Was heißt hier schon "Relativisten"? Du relativierst doch selbst nach Kräften, nur eben in die eine Richtung. Und andere eben in die andere Richtung.
Die typische Antwort eines Relativisten eben. :winke:
Ja wo denn? China vielleicht?
Bitte. Dafuer interessiere ich mich naemlich besonders.
Mal kurz bei Jacques Gernet nachgeblättert (Jacques Gernet, Die chinesische Welt, Frankfurt/Main 1979)
Gleich vorneweg: Wie du ja sicherlich schon laengst weisst, fussen quasi alle Erkenntnisse ueber chinesische Wissenschaft und Technik auf dem vielbaendigen Werk von J
oseph Needham: Science and Civilisation in China. Das ist vermutlich auch fuer Gernet die Standardreferenz, obwohl ich in sein Buch schon lange nicht mehr reingeguckt habe.
Das Problem: Needham ist fuer China das, was Lynn White fuer das europaeische Mittelalter war. Ein sehr grosser Enthusiast, der unbestreitbar enorme Fachkompetenz hat, der aber eben auch berechenbar tendenzioes schreibt. Bei Needham heisst das immer: Soviel wie moegliche europaeische Erfindungen und Entwicklungen haben ihren Ursprung in China. Umgekehrt legt er allerdings auf die Authochtonitaet der chinesischen Kultur groesstmoeglichen Wert.
Sein Problem ist dabei, dass sich die meisten seiner Diffusionsvorstellungen von China nach Europa nicht nachweisen lassen und gewoehnlich einzig auf dem Prinzip der Vorzeitigkeit beruhen. Entsprechend sind viele seiner Vorstellungen zur Technik- und Ideendiffusion bereits in der Fachliteratur widerlegt oder abgelehnt worden.

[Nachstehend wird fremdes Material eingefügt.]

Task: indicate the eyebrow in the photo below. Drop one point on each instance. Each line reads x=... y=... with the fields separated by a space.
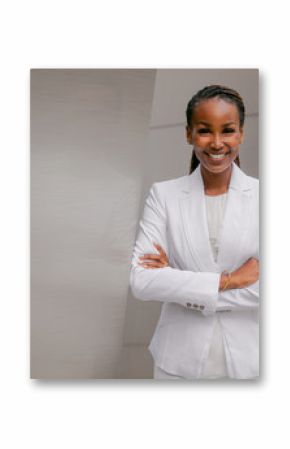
x=208 y=124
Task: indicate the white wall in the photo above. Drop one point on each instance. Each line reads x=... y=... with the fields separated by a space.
x=168 y=156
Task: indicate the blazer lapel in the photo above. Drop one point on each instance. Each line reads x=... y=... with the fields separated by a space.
x=233 y=229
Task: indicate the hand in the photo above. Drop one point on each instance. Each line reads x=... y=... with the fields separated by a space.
x=155 y=260
x=246 y=274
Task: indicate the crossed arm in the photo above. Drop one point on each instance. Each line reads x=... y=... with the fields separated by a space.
x=152 y=278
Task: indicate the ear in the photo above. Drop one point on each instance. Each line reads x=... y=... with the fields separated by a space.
x=188 y=135
x=241 y=135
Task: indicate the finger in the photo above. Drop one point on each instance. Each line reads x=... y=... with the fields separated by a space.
x=152 y=264
x=150 y=256
x=160 y=249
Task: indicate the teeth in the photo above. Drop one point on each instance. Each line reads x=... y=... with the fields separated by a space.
x=217 y=156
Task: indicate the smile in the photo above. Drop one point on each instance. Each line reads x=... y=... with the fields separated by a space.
x=217 y=156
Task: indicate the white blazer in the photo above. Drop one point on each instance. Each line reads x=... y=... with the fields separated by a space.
x=174 y=216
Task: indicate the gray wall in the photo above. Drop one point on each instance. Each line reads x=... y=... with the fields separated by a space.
x=99 y=139
x=89 y=134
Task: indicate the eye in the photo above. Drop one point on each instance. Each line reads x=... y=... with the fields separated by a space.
x=229 y=130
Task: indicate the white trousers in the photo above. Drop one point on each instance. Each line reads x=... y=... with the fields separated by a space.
x=161 y=374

Der Link von oben zur 'Refutation of the claim (of Joseph Needham) that the ancient Chinese described the circulation of blood' ist so ein Beispiel.
Deswegen sind auch Gernets Thesen, die auf Needhmas Werk beruhen, erstmal mit Vorsicht zu geniessen. Jedenfalls was den Aspekt der kulturellen Uebernahme betrifft.
...da finden wir z. B.
Huang Zongxi (1610-1695), Wang Fuzhi (1619-1692), Fang Yizhi (1611-1671), Gu Yanwu (1613-1682), Yan Yuan (1635-1704), Dai Zhen (1723-1777), Zhang Xuecheng (1736-1796) u. a.

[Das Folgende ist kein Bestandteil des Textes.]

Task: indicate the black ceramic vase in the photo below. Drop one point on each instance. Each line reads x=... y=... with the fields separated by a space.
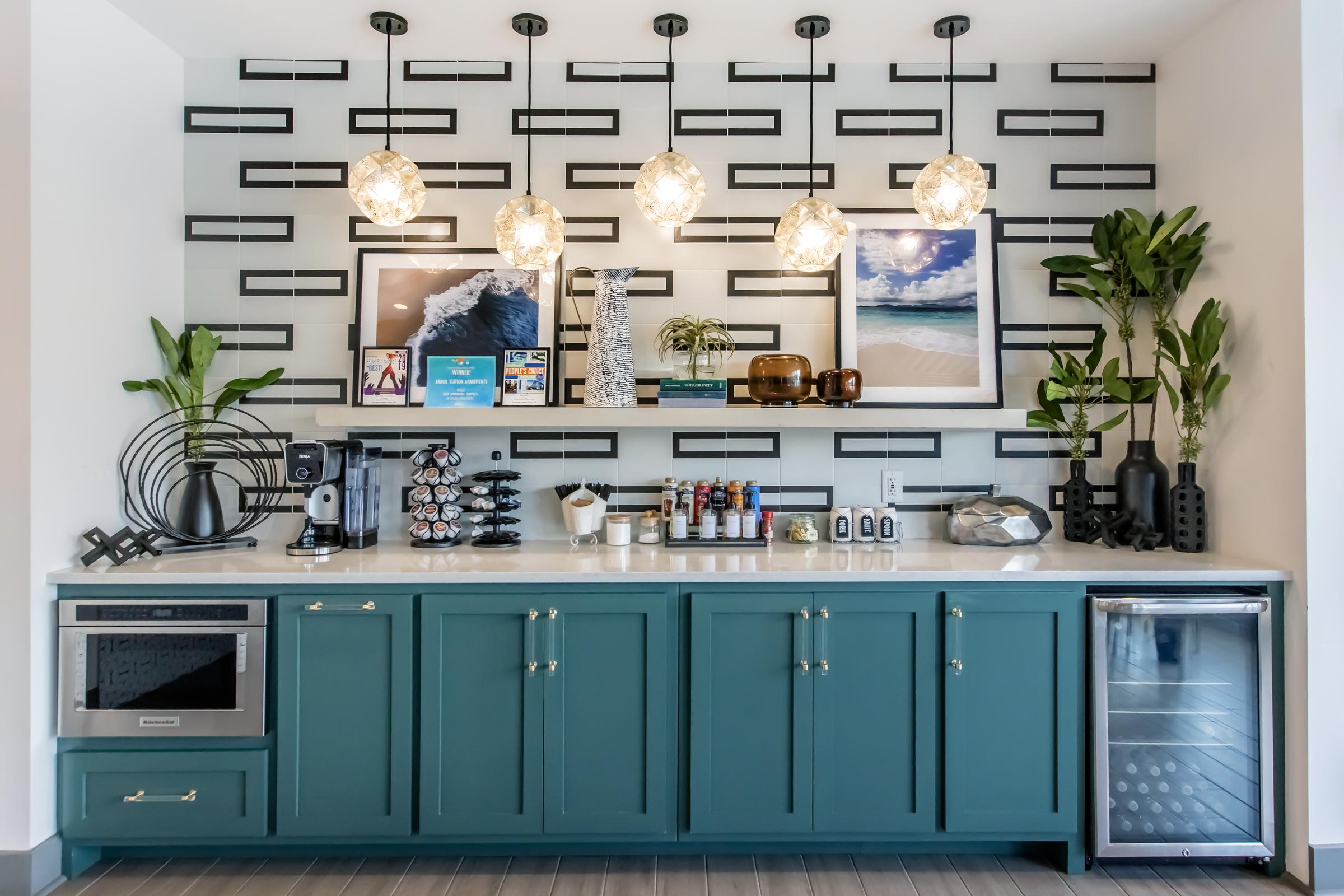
x=1190 y=523
x=200 y=517
x=1077 y=501
x=1143 y=491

Gut, da finden wir, aber was sagt uns das? Beschreib doch mal, was diese Maenner so auszeichnet? Fuer mich vergleichst du naemlich Christoph Metzelder, Christian Ziege und Dieter Eilts mit Pele, Beckenbauer und di Stefano. Chinesische Gelehrte mit europaeischen Wissenschaftler, um mal die Ebenen zu veranschaulichen.
Ich mach dir aber mal ein Angebot, und frage bei meiner chinesischen Freundin nach, ob sie einen oder zwei von denen ueberhaupt kennt. Waehrenddessen kannst du ja darlegen, wo es auch in China revolutionaere Umwaelzungen a la Reformation, wissenschaftliche Revolution und Aufklaerung gab.

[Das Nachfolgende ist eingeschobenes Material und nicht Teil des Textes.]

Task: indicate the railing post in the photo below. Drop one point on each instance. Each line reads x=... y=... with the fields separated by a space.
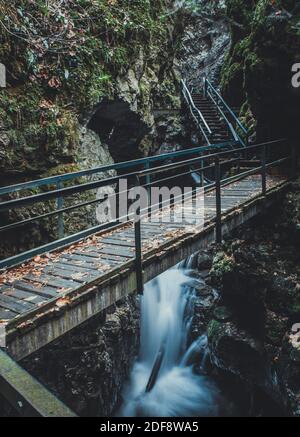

Schön, daß Du auch Leibniz erwähnst. Das war ein Denker, der sich sehr für chinesische Philosophie interessiert und sich davon einige Scheiben abgeschnitten hat: Die "mathematische" Eigenschaft der chinesischen Schrift [...] zog auch das Interesse von Leibniz (1646-1716) auf sich und hat möglicherweise die Entwicklung der mathematischen Logik in Europa angeregt.
Dass Leibniz von China begeistert war ist bekannt und die eine Sache. Aber dass seine Monadologie von der chinesischen Philosophie entscheidend beeinflusst sein soll, eine andere. In
'Donald Lach: Leibniz and China' habe ich jedenfalls keine so kuehne Bemerkung finden koennen, aber ich lasse mich gerne durch eine genaue philosophische Darlegung belehren.
Interessant ist vielmehr eine andere Sache, naemlich die Frage, warum im letzten Viertel des 18.Jh. die bis dato positive Meinung zahlreicher europaeischer Intellektueller ueber China quasi ueber Nacht zusammenbrach? Wie kam es so urploetzlich zum Bild des
La Chine Immobile?
Ein Gutteil der Antwort liegt im Interpretationsmonopol, das die
Jesuiten bis dahin ueber China innehatten. Als Missionare waren sie naemlich sehr daran interessiert, ein positives Bild von China nach Europa zu vermitteln, um moralische und materielle Unterstuetzung fuer ihre schwierige Missionstaetigkeit zu erhalten. Und als der Jesuitenorden 1773 verboten wurde, war es auch schnell aus mit der einseitigen Auslandsberichterstattung und das erstarrte Gesicht des Konfuzianismus wurde in Europa erkennbar.
Auch Leibniz war in seinen Informationen ueber China auf die weichzeichnenden Jesuiten angewiesen: "As far as Leibniz is concerned, his attitude in the controversy was probably to be expected.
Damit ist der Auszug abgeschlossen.